Nous avons su, nous, félibres, nous rapprocher, partager, s’aider, se donner des nouvelles ; nous avons essayé de ne pas dénouer les liens qui nous unissent, ne serait-ce que grâce à la revue Lou Felibrige et au site Internet. Nous avons tenu et nous tenons coûte que coûte le cap malgré les nombreuses raisons que nous poussaient et nous poussent toujours aujourd’hui à la séparation.

Chers félibres, à l’heure où nous aurions dû avoir le bonheur de se rassembler enfin autour de la Coupe, nos pensées vont vers ceux qui ont souffert et qui souffrent toujours de cette contagion : les victimes, les malades, le corps médical et tous ceux qui, sans faillir, ont permis et permettent à la vie de continuer.
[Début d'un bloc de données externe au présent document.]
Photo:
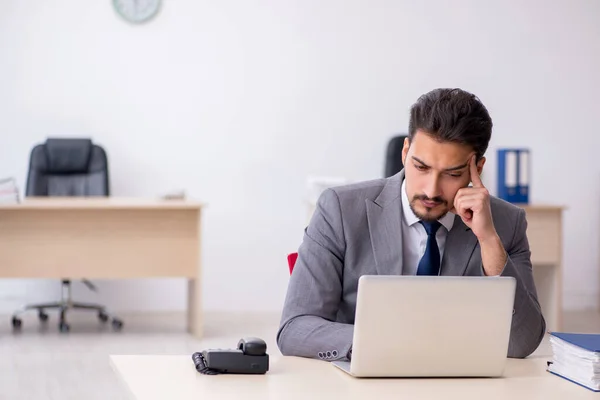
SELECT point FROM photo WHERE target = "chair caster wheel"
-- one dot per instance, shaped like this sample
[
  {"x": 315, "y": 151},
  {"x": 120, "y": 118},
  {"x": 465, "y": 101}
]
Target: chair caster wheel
[
  {"x": 43, "y": 316},
  {"x": 63, "y": 327},
  {"x": 17, "y": 323},
  {"x": 117, "y": 324}
]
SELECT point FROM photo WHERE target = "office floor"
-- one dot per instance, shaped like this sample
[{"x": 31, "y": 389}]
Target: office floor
[{"x": 40, "y": 363}]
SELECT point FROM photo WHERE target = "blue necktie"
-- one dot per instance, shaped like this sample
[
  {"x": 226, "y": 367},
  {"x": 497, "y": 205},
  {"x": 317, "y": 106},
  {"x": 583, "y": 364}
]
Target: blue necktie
[{"x": 430, "y": 262}]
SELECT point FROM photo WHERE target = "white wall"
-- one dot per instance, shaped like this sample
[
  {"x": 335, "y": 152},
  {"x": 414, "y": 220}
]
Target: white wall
[{"x": 239, "y": 101}]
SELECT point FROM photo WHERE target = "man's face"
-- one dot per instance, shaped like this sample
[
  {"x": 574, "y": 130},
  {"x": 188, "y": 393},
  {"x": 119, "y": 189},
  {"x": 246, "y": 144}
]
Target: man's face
[{"x": 434, "y": 172}]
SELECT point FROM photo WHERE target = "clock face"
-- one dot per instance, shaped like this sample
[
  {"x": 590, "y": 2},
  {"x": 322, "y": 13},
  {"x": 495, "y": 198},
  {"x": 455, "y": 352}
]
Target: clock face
[{"x": 137, "y": 11}]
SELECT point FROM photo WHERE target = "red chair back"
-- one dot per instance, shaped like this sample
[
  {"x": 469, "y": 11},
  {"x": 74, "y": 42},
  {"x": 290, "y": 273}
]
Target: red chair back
[{"x": 292, "y": 257}]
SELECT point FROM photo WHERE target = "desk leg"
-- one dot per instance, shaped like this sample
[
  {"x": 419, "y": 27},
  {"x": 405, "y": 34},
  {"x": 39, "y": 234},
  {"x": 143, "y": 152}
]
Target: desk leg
[
  {"x": 548, "y": 285},
  {"x": 195, "y": 308}
]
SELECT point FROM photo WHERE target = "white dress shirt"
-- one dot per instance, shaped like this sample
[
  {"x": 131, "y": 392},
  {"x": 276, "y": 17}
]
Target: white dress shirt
[{"x": 414, "y": 236}]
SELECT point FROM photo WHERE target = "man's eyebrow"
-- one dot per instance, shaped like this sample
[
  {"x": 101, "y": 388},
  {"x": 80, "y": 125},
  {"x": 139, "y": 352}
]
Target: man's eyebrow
[
  {"x": 456, "y": 168},
  {"x": 447, "y": 169},
  {"x": 420, "y": 161}
]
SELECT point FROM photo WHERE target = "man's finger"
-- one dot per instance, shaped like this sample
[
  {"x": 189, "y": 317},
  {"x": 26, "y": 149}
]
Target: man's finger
[{"x": 474, "y": 174}]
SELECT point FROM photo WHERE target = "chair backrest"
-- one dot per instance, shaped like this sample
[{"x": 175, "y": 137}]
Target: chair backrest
[
  {"x": 393, "y": 156},
  {"x": 292, "y": 257},
  {"x": 67, "y": 167}
]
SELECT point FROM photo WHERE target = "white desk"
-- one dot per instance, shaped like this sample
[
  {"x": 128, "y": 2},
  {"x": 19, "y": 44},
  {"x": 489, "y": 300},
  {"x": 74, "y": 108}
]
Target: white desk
[{"x": 151, "y": 377}]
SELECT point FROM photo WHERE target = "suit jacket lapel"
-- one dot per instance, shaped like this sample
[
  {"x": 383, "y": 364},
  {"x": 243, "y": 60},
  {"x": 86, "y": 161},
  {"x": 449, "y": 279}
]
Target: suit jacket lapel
[
  {"x": 384, "y": 218},
  {"x": 460, "y": 244}
]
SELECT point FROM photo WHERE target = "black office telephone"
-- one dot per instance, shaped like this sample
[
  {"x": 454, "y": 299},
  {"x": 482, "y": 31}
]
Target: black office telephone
[{"x": 250, "y": 357}]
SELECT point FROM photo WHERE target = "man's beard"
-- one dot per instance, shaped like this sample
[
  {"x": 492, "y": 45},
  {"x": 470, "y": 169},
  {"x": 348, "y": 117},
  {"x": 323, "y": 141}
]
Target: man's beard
[{"x": 428, "y": 217}]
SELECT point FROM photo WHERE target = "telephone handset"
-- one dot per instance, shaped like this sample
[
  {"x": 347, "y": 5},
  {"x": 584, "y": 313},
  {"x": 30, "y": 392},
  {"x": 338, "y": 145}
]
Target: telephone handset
[{"x": 250, "y": 357}]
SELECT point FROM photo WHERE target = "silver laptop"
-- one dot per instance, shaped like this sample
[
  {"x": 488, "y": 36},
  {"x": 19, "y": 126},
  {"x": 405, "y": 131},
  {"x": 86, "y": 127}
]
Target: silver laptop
[{"x": 417, "y": 326}]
Plus intimement, nos pensées iront vers les félibres qui ont été contaminé par le mauvais virus et qui en ont enduré les ravages ; nous leur assurons notre compassion.

À défaut de Santo-Estello 2020 et désormais des réunions de Fourques et du Banquet de la Coupe qui devait s’y tenir grâce à la bienveillance de Monsieur le maire Gilles Dumas, nous diffusons le discours de la Coupe par le flux de l’Internet. Les félibres connaissent, Monsieur le maire de Fourques, votre attachement à notre Cause et aux valeurs du Félibrige, ils savent le travail que vous accomplissez pour notre langue et notre culture. Cette occasion nous aurait permis de vous apporter la Coupe, un acte qui personnellement me réjouissait tant je sais que vous en mesurez le poids et le symbole.
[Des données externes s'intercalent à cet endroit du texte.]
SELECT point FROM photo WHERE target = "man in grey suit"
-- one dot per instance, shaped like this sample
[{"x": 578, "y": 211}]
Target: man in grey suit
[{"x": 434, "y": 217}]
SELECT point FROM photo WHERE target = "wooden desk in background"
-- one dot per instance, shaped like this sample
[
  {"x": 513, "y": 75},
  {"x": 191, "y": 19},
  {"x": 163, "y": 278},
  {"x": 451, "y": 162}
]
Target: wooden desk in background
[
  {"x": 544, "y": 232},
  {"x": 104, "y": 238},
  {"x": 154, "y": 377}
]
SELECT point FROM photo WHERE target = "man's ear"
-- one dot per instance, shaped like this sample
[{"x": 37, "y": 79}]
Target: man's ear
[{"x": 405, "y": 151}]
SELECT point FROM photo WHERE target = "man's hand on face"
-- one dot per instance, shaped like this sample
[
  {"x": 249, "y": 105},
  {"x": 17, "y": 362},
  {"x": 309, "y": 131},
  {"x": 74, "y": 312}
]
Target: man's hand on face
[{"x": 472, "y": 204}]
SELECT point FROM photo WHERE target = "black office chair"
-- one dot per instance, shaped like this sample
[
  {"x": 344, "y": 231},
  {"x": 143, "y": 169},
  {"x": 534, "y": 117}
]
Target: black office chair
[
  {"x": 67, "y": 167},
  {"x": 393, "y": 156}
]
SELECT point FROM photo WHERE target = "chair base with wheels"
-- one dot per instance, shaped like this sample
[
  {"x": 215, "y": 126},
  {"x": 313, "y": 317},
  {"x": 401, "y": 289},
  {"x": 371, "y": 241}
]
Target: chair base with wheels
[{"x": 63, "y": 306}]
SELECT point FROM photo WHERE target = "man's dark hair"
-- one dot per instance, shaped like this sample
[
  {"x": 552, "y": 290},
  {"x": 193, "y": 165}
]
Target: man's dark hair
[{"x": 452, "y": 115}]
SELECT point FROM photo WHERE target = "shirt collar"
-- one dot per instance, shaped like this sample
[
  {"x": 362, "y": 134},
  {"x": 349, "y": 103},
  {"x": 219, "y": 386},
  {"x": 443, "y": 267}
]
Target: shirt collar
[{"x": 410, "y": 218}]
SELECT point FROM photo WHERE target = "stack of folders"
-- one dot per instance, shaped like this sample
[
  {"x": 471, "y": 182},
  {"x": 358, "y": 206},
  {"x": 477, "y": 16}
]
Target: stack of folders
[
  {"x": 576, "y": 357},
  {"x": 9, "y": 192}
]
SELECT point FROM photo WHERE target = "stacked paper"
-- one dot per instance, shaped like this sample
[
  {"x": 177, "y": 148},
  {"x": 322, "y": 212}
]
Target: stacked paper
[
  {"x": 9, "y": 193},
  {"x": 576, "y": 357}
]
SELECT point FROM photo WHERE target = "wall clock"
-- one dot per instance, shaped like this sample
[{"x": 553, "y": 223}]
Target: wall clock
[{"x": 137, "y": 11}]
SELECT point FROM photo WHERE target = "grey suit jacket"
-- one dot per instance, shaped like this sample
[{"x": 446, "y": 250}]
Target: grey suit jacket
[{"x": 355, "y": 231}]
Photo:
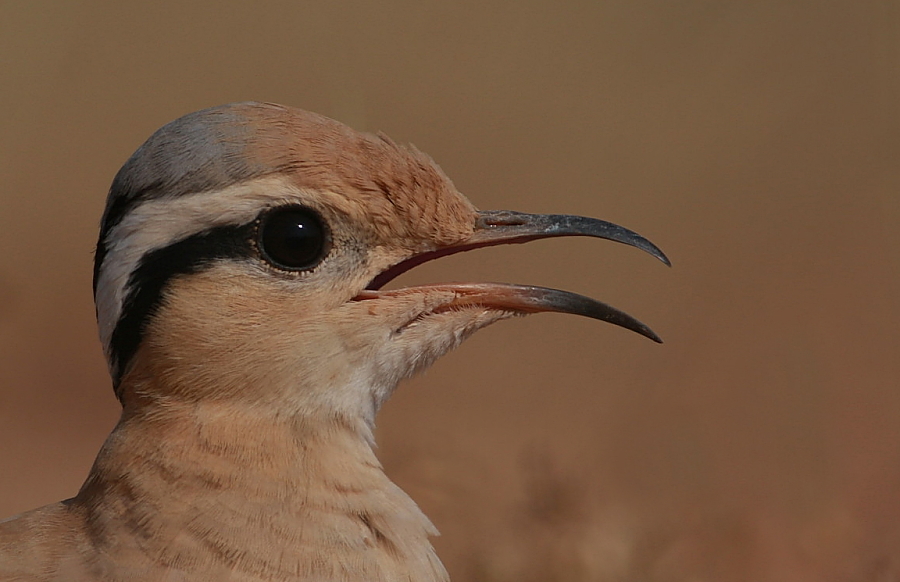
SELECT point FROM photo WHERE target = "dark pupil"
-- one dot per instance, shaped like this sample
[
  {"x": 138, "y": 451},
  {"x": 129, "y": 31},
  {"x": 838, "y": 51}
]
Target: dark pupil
[{"x": 293, "y": 238}]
Merci Monsieur le maire, merci à votre conseil municipal, merci aux félibres de Fourques et à l’Escolo d’Argènço qui avaient tout mis en œuvre pour nous accueillir bellement et qui nous avaient apporté une aide précieuse.
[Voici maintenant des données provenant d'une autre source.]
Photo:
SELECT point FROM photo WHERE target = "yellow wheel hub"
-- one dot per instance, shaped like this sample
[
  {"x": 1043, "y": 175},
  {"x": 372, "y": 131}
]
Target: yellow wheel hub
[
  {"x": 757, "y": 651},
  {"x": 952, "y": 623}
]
Chers félibres, je ne prononcerai pas le discours que j’avais prévu pour Mende, vous comprendrez que je préfère suivre l’actualité liée à la crise. Il ne s’agit pas d’en commenter les différents aspects et toutes les conséquences, nous sortirions de la sphère de notre Félibrige. Mais vous vous êtes certainement rendus compte comme moi, qu’à la sortie du confinement du printemps, plusieurs sujets mistraliens furent mis sur la table :  la place, le rôle des régions ; le retour vers les campagnes, la relocalisation, la décentralisation.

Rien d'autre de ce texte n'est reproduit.